SonarSource’s Copy/Paster Detection replaces numbers and strings with placeholders to increase the speed of comparing code sequences. That is, in your particular case, the lines are always translated into the following tokens.

$this->input(77, 27, $data->get(‘cl.tischler-fenster-tuer...’));

are translated to

$this, , input, (, $NUMBER, ,, $NUMBER, ,, $data, , get, (, $CHARS, ), ), ;

They will then be compared and considered as identical sequences. This behavior is intended by us. You may adjust the sensitivity of the CPD in the configuration Analysis Parameters->Duplications

Best,
Nils

Hm - I understand. So to increase performance you no longer detect duplicate code but just similar code. One can adjust the sensitivity (nr. tokens, nr. lines) but there is no possibility to adjust this behavior.

Can you please elaborate on why this behavior is intended (besides being faster).

btw. in my case the CPD Executor took 896ms for 1166 files while on the same codebase another duplicate-code detector (simian) took 2170ms for 2461 files (with 10 line threshold). So I conclude that simian (which finds true duplicate code) is just 15% slower.

Sorry. It’s not about performance.
And, in fact, it’s not a bug, it’s a feature.
I believe that most developers would like to be notified if 2 big blocks of code are so similar that the only differences are in the literals they use.
That’s why our PHP analyzer considers that, for the detection of duplications, all literals are equivalent.
I think that’s the same for most of our analyzers.

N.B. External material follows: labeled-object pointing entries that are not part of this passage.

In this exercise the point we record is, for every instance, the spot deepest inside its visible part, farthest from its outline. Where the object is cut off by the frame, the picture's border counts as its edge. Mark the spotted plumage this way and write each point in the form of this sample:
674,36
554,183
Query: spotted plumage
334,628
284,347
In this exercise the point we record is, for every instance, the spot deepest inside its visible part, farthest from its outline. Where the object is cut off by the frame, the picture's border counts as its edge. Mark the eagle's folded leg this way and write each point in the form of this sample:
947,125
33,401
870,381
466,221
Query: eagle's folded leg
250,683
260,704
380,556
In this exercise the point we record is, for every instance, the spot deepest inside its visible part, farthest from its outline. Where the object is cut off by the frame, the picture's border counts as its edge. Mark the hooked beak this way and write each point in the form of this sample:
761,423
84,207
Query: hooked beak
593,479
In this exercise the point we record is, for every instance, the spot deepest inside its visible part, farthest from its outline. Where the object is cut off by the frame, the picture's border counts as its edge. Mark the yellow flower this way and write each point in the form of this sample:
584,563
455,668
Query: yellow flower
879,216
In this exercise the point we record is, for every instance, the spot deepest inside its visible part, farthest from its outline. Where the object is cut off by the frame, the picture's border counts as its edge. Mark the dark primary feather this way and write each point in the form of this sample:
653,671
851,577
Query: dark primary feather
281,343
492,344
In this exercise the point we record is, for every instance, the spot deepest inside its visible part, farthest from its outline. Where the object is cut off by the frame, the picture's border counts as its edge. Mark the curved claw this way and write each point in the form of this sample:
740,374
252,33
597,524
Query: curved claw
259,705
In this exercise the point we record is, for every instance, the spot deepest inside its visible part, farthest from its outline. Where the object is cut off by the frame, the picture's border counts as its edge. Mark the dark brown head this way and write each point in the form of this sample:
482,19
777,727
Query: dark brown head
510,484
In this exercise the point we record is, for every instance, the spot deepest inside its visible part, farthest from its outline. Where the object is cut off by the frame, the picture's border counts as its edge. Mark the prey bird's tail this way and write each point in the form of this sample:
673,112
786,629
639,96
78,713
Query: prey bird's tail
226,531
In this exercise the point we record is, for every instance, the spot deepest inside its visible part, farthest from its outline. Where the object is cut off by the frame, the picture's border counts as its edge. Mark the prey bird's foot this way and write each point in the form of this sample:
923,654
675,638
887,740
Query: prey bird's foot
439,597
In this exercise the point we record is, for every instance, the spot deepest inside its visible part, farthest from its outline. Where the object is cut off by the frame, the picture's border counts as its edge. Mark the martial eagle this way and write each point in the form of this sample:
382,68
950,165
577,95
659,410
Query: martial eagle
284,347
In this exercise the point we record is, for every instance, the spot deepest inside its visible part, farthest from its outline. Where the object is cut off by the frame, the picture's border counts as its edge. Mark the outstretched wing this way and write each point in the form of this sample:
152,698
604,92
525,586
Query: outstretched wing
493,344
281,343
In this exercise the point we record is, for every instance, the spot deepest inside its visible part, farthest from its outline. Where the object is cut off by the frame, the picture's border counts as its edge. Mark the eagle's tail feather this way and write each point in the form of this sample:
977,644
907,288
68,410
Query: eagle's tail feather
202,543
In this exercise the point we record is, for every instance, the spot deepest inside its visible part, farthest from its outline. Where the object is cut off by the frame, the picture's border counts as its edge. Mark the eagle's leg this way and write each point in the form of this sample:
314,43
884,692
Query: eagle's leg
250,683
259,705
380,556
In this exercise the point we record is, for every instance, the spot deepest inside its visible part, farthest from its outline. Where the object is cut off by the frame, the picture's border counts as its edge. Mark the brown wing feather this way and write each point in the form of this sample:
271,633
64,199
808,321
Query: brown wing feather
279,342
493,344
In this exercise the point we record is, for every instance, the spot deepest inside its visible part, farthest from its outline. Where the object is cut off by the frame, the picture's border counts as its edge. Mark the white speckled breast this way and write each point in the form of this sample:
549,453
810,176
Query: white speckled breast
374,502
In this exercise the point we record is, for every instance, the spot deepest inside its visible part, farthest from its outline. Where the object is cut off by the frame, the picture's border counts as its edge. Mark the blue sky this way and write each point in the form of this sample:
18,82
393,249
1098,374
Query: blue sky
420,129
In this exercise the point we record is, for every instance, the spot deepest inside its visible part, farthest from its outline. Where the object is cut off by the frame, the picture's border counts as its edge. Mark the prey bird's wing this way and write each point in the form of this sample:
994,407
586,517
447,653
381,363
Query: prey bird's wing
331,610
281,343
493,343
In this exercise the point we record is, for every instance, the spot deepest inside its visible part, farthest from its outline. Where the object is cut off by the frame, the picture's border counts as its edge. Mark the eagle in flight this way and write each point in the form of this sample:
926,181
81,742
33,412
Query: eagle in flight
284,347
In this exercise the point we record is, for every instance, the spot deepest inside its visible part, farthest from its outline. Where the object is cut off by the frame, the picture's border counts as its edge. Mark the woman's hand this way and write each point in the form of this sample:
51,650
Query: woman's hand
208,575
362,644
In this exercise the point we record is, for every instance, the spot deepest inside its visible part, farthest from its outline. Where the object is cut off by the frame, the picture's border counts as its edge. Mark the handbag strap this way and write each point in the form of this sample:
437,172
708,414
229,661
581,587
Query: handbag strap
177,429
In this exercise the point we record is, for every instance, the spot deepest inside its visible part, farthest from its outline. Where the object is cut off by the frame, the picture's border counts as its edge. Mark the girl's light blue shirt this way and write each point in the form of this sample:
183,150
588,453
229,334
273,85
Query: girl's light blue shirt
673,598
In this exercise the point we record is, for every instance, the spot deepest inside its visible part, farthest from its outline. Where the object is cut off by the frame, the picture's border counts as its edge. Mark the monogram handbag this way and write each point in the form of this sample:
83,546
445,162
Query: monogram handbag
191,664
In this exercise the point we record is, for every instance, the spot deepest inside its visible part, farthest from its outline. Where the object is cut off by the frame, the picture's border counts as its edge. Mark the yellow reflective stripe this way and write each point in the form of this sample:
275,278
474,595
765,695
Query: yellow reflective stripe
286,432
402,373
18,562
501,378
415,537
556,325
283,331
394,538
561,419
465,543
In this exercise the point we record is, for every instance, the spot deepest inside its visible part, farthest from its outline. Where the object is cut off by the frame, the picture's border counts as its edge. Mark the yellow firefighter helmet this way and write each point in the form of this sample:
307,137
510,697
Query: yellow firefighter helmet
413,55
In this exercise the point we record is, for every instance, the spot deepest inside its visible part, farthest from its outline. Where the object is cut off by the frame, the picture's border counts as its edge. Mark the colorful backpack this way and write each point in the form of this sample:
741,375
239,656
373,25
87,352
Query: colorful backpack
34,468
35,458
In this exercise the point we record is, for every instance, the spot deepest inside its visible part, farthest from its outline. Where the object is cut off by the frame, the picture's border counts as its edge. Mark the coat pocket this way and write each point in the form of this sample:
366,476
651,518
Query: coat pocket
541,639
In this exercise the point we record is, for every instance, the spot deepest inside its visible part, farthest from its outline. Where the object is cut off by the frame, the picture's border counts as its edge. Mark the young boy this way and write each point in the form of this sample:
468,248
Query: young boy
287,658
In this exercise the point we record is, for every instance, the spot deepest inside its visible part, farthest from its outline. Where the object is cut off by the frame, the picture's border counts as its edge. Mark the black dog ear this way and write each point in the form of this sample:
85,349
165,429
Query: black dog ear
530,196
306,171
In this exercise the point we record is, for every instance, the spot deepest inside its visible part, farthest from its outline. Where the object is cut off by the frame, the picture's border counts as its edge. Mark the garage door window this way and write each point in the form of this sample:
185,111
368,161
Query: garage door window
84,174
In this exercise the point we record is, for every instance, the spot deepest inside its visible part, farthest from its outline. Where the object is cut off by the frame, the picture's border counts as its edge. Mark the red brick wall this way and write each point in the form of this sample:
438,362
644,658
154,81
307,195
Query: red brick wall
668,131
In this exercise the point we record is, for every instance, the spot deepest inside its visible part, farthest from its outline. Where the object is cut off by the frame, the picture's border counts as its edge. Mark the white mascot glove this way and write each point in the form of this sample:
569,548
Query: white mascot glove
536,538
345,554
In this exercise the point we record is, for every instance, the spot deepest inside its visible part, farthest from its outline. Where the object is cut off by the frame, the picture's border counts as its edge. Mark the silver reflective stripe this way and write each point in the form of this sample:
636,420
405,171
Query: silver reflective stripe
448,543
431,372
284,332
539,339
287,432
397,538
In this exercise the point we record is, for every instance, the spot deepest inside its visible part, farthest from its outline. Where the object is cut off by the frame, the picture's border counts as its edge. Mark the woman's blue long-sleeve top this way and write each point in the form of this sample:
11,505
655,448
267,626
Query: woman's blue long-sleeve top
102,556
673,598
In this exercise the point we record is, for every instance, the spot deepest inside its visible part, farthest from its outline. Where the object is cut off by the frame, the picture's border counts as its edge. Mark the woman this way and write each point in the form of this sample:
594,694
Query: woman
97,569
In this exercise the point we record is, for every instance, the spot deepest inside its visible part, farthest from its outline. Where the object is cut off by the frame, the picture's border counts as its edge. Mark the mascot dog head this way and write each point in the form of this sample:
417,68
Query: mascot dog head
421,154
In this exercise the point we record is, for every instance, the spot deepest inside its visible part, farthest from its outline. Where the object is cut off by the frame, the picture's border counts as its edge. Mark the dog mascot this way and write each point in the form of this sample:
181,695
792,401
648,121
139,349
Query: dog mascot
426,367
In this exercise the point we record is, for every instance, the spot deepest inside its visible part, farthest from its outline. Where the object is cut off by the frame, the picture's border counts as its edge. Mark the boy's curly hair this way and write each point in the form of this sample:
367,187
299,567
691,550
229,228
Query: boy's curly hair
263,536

I agree that this approach gives a surprising result on your code which seems to contain a lot of hardcoded data.
If this is limited to a subset of the analyzed files, I suggest that you exclude those files from the duplication detection. There’s a documentation page about that.

I’m using SonarQube since ages, mostly on Java code. Have never seen that behavior on Java code. But if it helps, I might try to simulate it in Java.

I wonder if similar (but not duplicate code) is in fact bad programming practice. I know of no smell, design rule or principle that speaks against similar code. I can’t think of an example where similar (but not duplicate code) would be improved using whatever refactoring.

Moreover I doubt that developers want to be notified similar code as “duplicate code”. If they need a check for similar code, they would like it to be marked as “similar code”. No other tool I know of (PMD-CPD, simian) marks such code as duplicate. In SonarQube duplicate code cannot be marked as “won’t fix” and CPD-exclusion only work on whole files.

In my code I have tons of such duplicates. E.g. the following types of code are as well marked as duplicates - none of them are duplications in the sense that a design- or code-change would improve the quality:

  • array definitions spanning more than 10 lines → get marked as duplicates since the array is filled with literals
  • queries spanning more than 10 lines → if they are structurally equal to another query
  • usage of builder-patterns → if the builder builds an object with >= 10 attributes then severall usages of the same builder will result in duplicate code
  • usage of functional programming → if the lambdas span >= 10 lines then a similar expression results in duplicate code

Sorry if my wording is not correct, I’m not a PHP programmer. But I assume my point is understandable: There are a lot of good and valid programming practices that lead to similar code which is fine and even preferable.
So I assume that in most cases similar code (that is not duplicate code) is probably good code and should therefore not be marked as duplicate code.